— Несомненно, — соглашался Резников, удивляясь, насколько бойко вещает гость в стиле самого председателя Комитета по помилованиям. Добрым жестом надо бы начать новую кампанию по проявлению милосердия… Ну, с того же Брызова. Показать, что еще есть милосердие в обществе. Даже к таким заблудшим душам. Возможно…
— Я, кстати, поклонник вашего таланта.
Правда? — приободрился Резников.
— Да. Ваша книга об угнетении монголов… Сильно сделано!
— Татар, а не монголов.
— Ах, оговорился.
Впрочем, Резникову и так было ясно, что книгу об угнетении татар бородач не читал.
— Говорят, вы заканчиваете свое новое произведение. Я знаком с влиятельными западными издателями, которые всегда готовы напечатать ваши книги.
— Не они первые, — снисходительно кивнул Резников, внутренне подбираясь, как голодный пес, проходящий мимо ресторанной кухни. — Хотя, если предложения интересные, я готов обсудить.
— Восемь тысяч долларов задаток. Переведут на указанный вами счет. — А издательский договор? Условия?
— Договор потом. Подумайте. И насчет доброго жеста по отношению Брызову подумайте.
— Подумаю.
Все понятно. Что ж, не в первый раз. Спровадив посетителя, Резников открыл толстую папку с материалами, назначенными на рассмотрение в конце недели.
⠀⠀ ⠀⠀
⠀⠀ ⠀⠀
Утром Резников собирался на заседание комитета.
— Папка на работу идет, — Светочка, восемнадцатилетняя дочь писателя, расправила на его груди знаменитый свитер.
— Дела государственные… — улыбнулся он.
— Папка у нас умный, — Светочка поцеловала его в щеку.
— Если после института задержишься — позвони. Мать вон волнуется постоянно, если тебя долго нет.
— Обязательно, — Света поцеловала отца в другую щеку, он взял кожаную папку и отправился к лифту.
Поворачивая ключ зажигания, подумал, какая же все суета и тлен. Главное — семья. Света. Надо отправить ее учиться куда-нибудь в Англию. В этой проклятой стране жить стало опасно. Только еще бы деньжат немного подзаработать. Вон у вице-премьера Чекалина и жена, и дети давно в Англии и в Штатах. Правда, у него возможности иные.
Комиссия заседала в здании на Старой площади. В этом кабинете некогда хозяйствовал завотделом по связям с братскими коммунистическими движениями. Волна преобразований вымела его отсюда и швырнула в кресло министра по делам труда.

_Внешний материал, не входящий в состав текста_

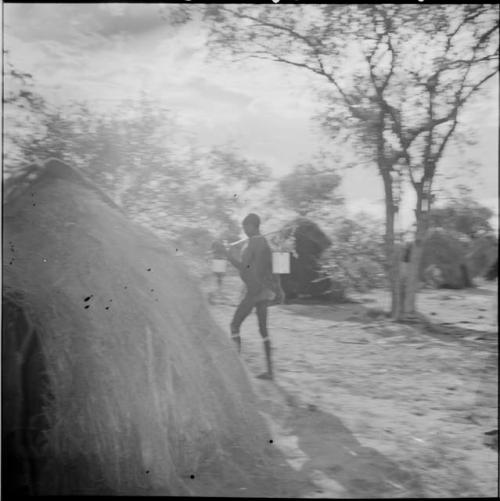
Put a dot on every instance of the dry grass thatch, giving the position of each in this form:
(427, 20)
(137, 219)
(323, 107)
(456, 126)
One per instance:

Члены комитета — недисциплинированная публика, которую обычно трудно было держать в каких-то рамках, на заседания являлись четко и вовремя. Видимо, причина крылась не только в желании поучаствовать в государственных делах и повершить судьбами…
Десять человек собрались в комнате отдыха. По установленной привычке начиналось все с небольшого чаевничанья. Когда отыскивался повод, то могли и смазать немного выпивкой. Поговорят, обсудят дела на политическом и литературном фронте (семеро из десяти имели отношение к печатному слову), а потом перейдут в зал заседаний. И там займутся работой.
Перед заседанием Резникову предстояло переговорить с несколькими людьми. Первым он отвел в сторону попа-правозащитника, отлученного от церкви за кражи. Одно время его еще привлекали по интересной статье — за мужеложство, и после этого он преисполнился ненависти к любому государству вообще. Внешне он весьма походил на Вельзевула — с острой бороденкой и злыми колючими глазами.
Поп-расстрига понимал все с полуслова. Пригладив бороду, он кивнул:
— Что ж, угодное Богу дело.
Примерно такой же разговор состоялся у Резникова с известной поэтессой, отличавшейся необузданным и истеричным нравом. Выступая на одном из митингов в «защиту демократии», она в экстазе так рванула на себе блузку, что худые груди на забаву публике вывалились из выреза. Слова о доброй воле в связи со вступлением в Европейский совет сразу же вогнали ее в такое состояние, что она была готова проголосовать хоть за союз с самим чертом.
Со скульптором было еще проще. Как-то раз по пьяни он откровенно заявил Резникову: «Одно дело делаем. Помогать друг другу надо. Я хапну, ты мне поможешь решение протащить; Ты хапнещь — я тебе помогу». И действительно помогал.
С адвокатом и с писателем, отсидевшим двадцать пять лет в ГУЛАГе, было проще. Они еще ни разу не проголосовали против прошения о помиловании.
Резников посчитал голоса, кажется, дело почти сделано. Началось заседание комитета.
— Сегодня на повестке дня двести восемьдесят девять прошений о помиловании, — начал он.